California needs 11,000 more pre-kindergarten teachers by 2025, as lawmakers embark on a huge expansion of free early education in California.

Could $33 million in donations to two California State University campuses, announced Wednesday, increase the pipeline of educators for these little learners?

The larger of the two gifts, $22 million, is the biggest-ever donation for Cal State Dominguez Hills. The grant is from the Ballmer Group, a limited liability company and philanthropy co-founded by Los Angeles Clippers owner and billionaire Steve Ballmer. The group also gave $11 million to nearby Cal State Long Beach for much of the same programming. The gifts will be doled out annually at roughly equal amounts for six years; both campuses got their first allotment in June.

The two schools educate a large share of low-income students. The campuses will spend about 80% of the money on scholarships for aspiring teachers and the rest on hiring personnel and expanding teacher training.

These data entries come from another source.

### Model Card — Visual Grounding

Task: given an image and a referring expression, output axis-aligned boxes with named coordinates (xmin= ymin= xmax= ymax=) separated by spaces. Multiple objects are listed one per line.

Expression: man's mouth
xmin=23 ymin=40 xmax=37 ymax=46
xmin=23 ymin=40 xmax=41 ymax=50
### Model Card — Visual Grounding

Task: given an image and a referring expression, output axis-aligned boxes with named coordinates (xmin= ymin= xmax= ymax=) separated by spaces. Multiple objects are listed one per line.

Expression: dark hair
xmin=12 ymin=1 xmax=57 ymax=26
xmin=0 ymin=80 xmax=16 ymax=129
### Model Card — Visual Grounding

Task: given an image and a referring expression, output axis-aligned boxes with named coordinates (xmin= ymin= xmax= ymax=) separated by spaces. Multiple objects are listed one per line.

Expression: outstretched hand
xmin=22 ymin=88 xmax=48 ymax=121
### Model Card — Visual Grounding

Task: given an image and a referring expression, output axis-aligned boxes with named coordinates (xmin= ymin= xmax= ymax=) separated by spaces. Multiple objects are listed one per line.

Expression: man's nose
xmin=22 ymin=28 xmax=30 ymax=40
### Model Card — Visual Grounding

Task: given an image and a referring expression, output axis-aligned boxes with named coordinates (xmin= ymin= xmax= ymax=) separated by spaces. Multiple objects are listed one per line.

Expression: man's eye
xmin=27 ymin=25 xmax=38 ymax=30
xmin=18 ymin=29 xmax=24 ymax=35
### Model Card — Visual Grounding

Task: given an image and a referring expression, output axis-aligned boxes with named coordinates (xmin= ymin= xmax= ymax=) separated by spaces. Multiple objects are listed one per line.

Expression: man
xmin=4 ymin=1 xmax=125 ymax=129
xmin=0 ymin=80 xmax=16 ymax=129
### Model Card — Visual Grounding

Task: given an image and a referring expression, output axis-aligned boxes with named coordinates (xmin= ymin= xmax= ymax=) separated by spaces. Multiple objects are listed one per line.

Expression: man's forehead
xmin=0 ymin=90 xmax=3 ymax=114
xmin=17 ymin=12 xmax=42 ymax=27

While most students at Cal State get enough financial aid from state and federal sources to avoid paying tuition, “the issue is that becoming a teacher is a lot more expensive than just being an undergraduate student,” said Jessica Zacher Pandya, dean of the College of Education at Dominguez Hills.

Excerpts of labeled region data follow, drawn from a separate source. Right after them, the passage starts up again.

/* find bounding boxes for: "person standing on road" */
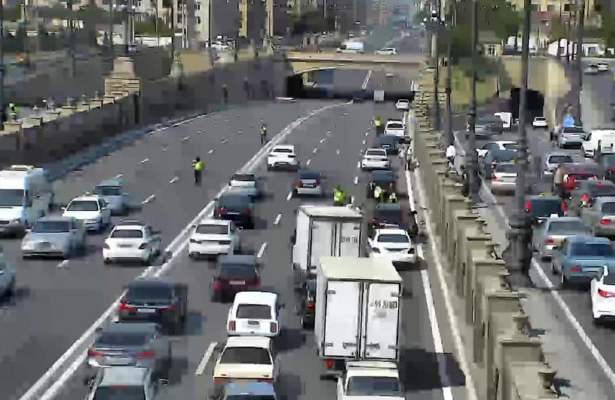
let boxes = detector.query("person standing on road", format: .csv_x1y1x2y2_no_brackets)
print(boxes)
192,157,205,186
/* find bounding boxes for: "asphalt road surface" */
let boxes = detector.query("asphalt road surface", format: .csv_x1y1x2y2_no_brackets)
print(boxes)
0,72,464,399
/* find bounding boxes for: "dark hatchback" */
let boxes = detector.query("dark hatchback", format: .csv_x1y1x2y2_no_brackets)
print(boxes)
367,169,397,199
524,195,567,225
214,193,254,229
297,279,316,329
211,255,261,301
367,203,407,237
118,278,188,333
376,135,402,156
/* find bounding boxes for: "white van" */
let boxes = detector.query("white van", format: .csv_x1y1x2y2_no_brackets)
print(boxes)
582,129,615,158
0,165,53,234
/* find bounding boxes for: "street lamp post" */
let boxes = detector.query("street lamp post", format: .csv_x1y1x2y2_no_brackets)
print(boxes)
508,0,532,275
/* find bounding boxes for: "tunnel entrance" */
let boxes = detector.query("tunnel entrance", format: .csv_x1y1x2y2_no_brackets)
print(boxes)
509,87,545,122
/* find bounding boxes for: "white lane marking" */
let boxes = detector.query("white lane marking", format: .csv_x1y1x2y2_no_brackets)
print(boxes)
361,69,372,90
24,102,350,400
141,194,156,205
256,242,267,258
194,342,218,376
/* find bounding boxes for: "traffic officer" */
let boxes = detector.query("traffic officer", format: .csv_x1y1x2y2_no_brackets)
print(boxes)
192,157,205,185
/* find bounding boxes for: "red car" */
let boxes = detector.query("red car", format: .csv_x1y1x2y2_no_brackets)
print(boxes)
211,255,261,301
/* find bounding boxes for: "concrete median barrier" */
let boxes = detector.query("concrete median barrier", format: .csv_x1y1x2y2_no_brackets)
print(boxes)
409,73,559,400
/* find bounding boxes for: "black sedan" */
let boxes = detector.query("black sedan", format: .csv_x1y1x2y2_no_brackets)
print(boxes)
214,192,254,229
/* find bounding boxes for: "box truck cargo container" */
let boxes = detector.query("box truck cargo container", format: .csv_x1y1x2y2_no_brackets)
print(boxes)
291,204,363,285
314,257,403,376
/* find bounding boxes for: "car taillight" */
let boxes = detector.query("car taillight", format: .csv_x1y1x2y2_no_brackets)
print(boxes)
136,350,156,358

Students aspiring to be teachers must pay hundreds of dollars in licensure exams and commit to 600 hours of student teaching. The Ballmer Group scholarship will help students cover those fees, work fewer hours and borrow less so they can focus on completing their studies and teaching credentials.

Dominguez Hills plans to support roughly 1,200 students over a six-year period starting this spring, Pandya said. Students will get awards of $2,500 to $10,000, the largest amount reserved for those fulfilling their student-teaching hours. Some of that scholarship money will fund students who plan to teach in schools with large numbers of Black students, including in high schools, Pandya said.

The university is also developing a credential that will focus specifically on early grades, pre-kindergarten to third grade. The Ballmer Group money will help pay for faculty to develop that curriculum. Right now, the standard credential is for teaching grades kindergarten through eighth grade. The new credential is “much more developmentally appropriate” to teach younger students, Pandya said.

And as the Los Angeles area and California shift more of their early education from private institutions to school districts that pay higher wages, the Dominguez Hills campus hopes to graduate more teachers specifically trained to educate those young kids.

The campus hopes to attract current early-education instructors, who are typically women and people of color, into its programming, Padya said.